For pulling sleds, research suggest that we apply ~70 – 100% of our own body weight to the sled. Researchers found this to be the optimal loading conditioning for the development of horizontal power (i.e. acceleration).
Note, if you don’t have access to the necessary equipment for resisted runs, remember that the incline of hill sprints can provide a very similar training stimulus.
- Concentric-only trap bar deadlifts
Get stronger and we become faster – it’s as simple as that. Ryan Flaherty, Senior Director of Performance at Nike, was once quoted as saying “…the simpler you make your training, the better the results become”. We have all been guilty of getting caught up in the novel or minute details of our training programmes, when simply just sticking to the basics would have yielded the biggest and best results for our performance.
That is where systematic strength training comes in. Strength training is one of our greatest avenues to improving our strength-to-weight ratio. Essentially, this ratio calculates how much force we can produce relative to our body weight, which is paramount to speed.
The findings of Flaherty’s most recent research suggested that of all strength exercises, the trap bar deadlift produced the best results in improving this strength-to-weight ratio, and subsequently, improving speed.
Specifically, Flaherty’s trap bar deadlift protocol recommends completing 3-4 sets x 5 reps at 85% of 1 rep. max., superset with a basic plyometric exercise, before resting for 4-5 minutes. What makes this protocol different from most? …dropping the bar at the top of the movement with each rep.
Flaherty’s explains, “What happens a lot of times is people get stronger AND add lean muscle mass, which increase their body weight… and that does not necessarily make them faster or any more explosive, because they have increased their body weight at the same rate as their strength”.
Working the concentric phase of the trap bar deadlift only – ripping the bar up off the floor – stresses our neuromuscular system enough to increase strength, without tearing the muscle fibres -which would usually lead the muscles to grow in size.
Caffeine has been shown to be an effective ergogenic aid, enhancing our athletic performance. It appears to do so via its influence on our central nervous system, reducing our perception of effort – exercise feels easier – and reducing our perception of fatigue.

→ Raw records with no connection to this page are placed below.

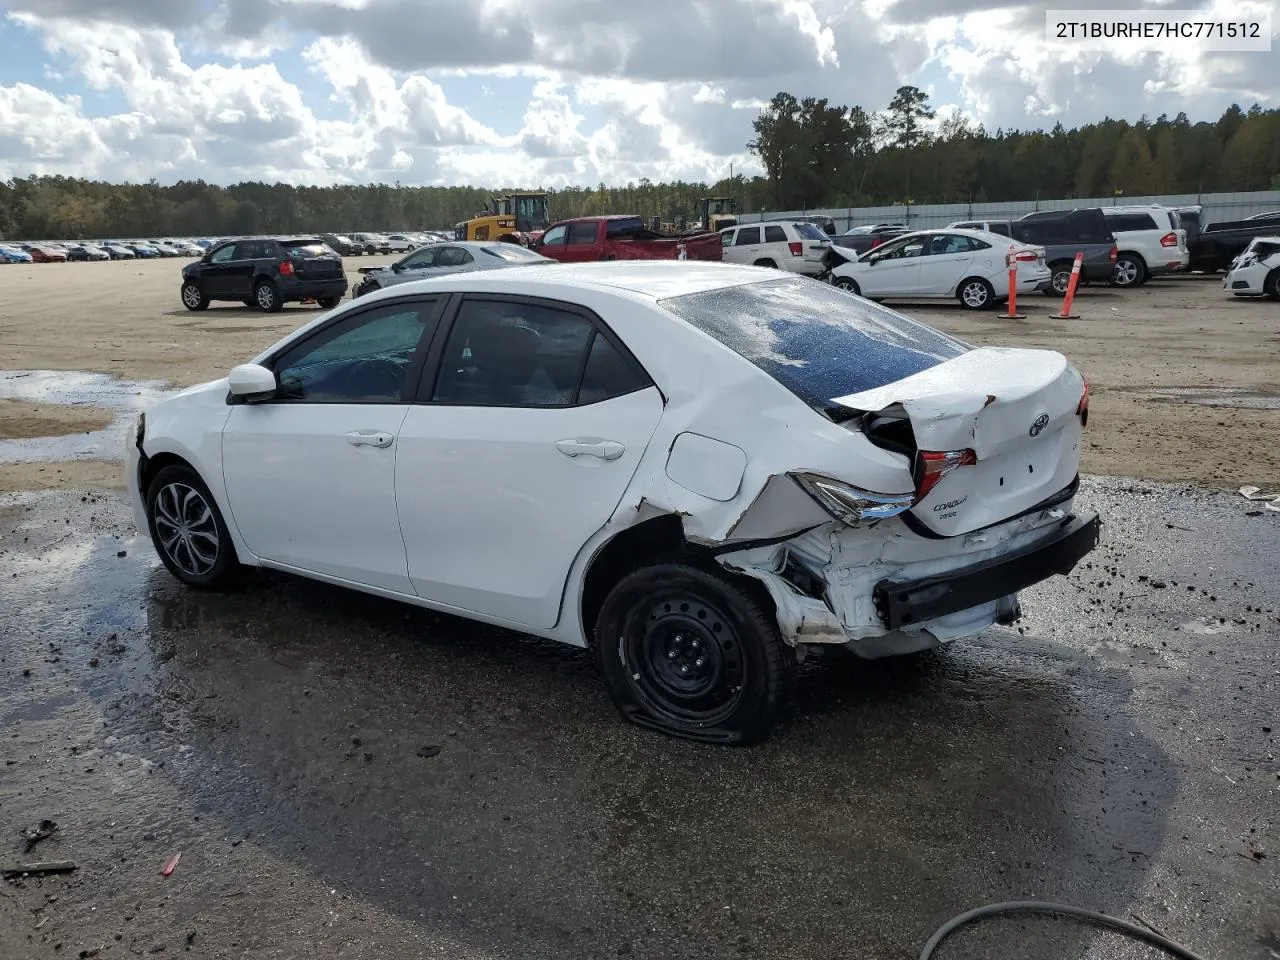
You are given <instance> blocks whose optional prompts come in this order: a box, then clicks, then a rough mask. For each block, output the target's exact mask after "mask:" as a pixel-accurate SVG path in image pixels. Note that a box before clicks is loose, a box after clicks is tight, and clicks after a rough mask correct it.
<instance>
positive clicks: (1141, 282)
mask: <svg viewBox="0 0 1280 960" xmlns="http://www.w3.org/2000/svg"><path fill="white" fill-rule="evenodd" d="M1147 275H1148V270H1147V261H1144V260H1143V259H1142V257H1140V256H1138V255H1137V253H1121V255H1120V256H1119V257H1116V264H1115V266H1114V268H1111V285H1112V287H1120V288H1121V289H1125V288H1130V287H1140V285H1142V284H1144V283H1146V282H1147Z"/></svg>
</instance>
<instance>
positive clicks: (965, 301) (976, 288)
mask: <svg viewBox="0 0 1280 960" xmlns="http://www.w3.org/2000/svg"><path fill="white" fill-rule="evenodd" d="M989 298H991V294H989V293H988V292H987V285H986V284H983V283H979V282H978V280H972V282H970V283H966V284H965V285H964V289H961V291H960V300H963V301H964V305H965V306H966V307H973V308H974V310H977V308H979V307H984V306H987V301H988V300H989Z"/></svg>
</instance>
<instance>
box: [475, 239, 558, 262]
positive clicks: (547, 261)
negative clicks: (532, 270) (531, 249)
mask: <svg viewBox="0 0 1280 960" xmlns="http://www.w3.org/2000/svg"><path fill="white" fill-rule="evenodd" d="M481 250H484V252H485V253H488V255H489V256H492V257H498V260H507V261H508V262H512V264H516V262H520V264H526V262H527V264H532V262H552V261H550V260H548V259H547V257H544V256H543V255H541V253H535V252H534V251H531V250H525V248H524V247H517V246H516V244H515V243H503V244H500V246H497V247H481Z"/></svg>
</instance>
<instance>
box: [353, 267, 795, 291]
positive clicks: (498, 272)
mask: <svg viewBox="0 0 1280 960" xmlns="http://www.w3.org/2000/svg"><path fill="white" fill-rule="evenodd" d="M786 276H787V274H780V273H778V271H777V270H769V269H767V268H762V266H740V265H737V264H724V262H716V261H705V260H609V261H596V262H588V264H556V265H552V266H548V265H545V264H532V265H530V266H512V268H507V269H504V270H485V271H480V273H467V274H449V275H445V276H433V278H430V279H425V280H410V282H408V283H401V284H396V285H394V287H388V288H387V291H385V293H387V294H393V296H403V294H406V293H415V292H422V293H429V292H433V291H460V289H462V291H474V292H476V293H515V294H520V293H529V294H530V296H556V291H557V289H561V291H566V292H567V291H572V289H612V291H618V292H621V293H626V294H628V296H630V297H631V298H634V300H648V301H659V300H666V298H668V297H682V296H685V294H690V293H705V292H708V291H714V289H723V288H726V287H740V285H742V284H748V283H763V282H765V280H777V279H785V278H786ZM535 287H536V293H535V292H534V288H535ZM367 296H370V297H372V296H378V294H367ZM361 300H365V298H364V297H361Z"/></svg>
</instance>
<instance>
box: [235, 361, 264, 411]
mask: <svg viewBox="0 0 1280 960" xmlns="http://www.w3.org/2000/svg"><path fill="white" fill-rule="evenodd" d="M227 381H228V387H229V388H230V392H232V397H236V398H238V399H239V401H241V402H243V403H255V402H257V401H265V399H271V397H274V396H275V374H273V372H271V371H270V370H268V369H266V367H265V366H261V365H259V364H241V365H239V366H237V367H232V371H230V374H229V375H228V376H227Z"/></svg>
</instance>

It is particularly effective in enhancing performance in high-intensity activities of prolonged durations, including intermittent, field-based, team sports such as Australian rules football, soccer and rugby.
It is recommended that it be consumed 15-60 min prior to competition, in low-to-moderate doses (~3-6 mg/kg), as there have been shown to be no further benefit when consumed at higher doses.
Our performance hack – save on the expensive pre-workouts, and opt for a simple, black coffee instead.
With all of these performance shortcuts in mind, let’s not forget that our bodies adapt specifically to the imposed demands placed upon it. That means that unweighted, free sprints are still our best way to improve explosive acceleration and speed. Along with your free sprints, implement these three shortcuts this preseason, and enjoy the newfound athleticism!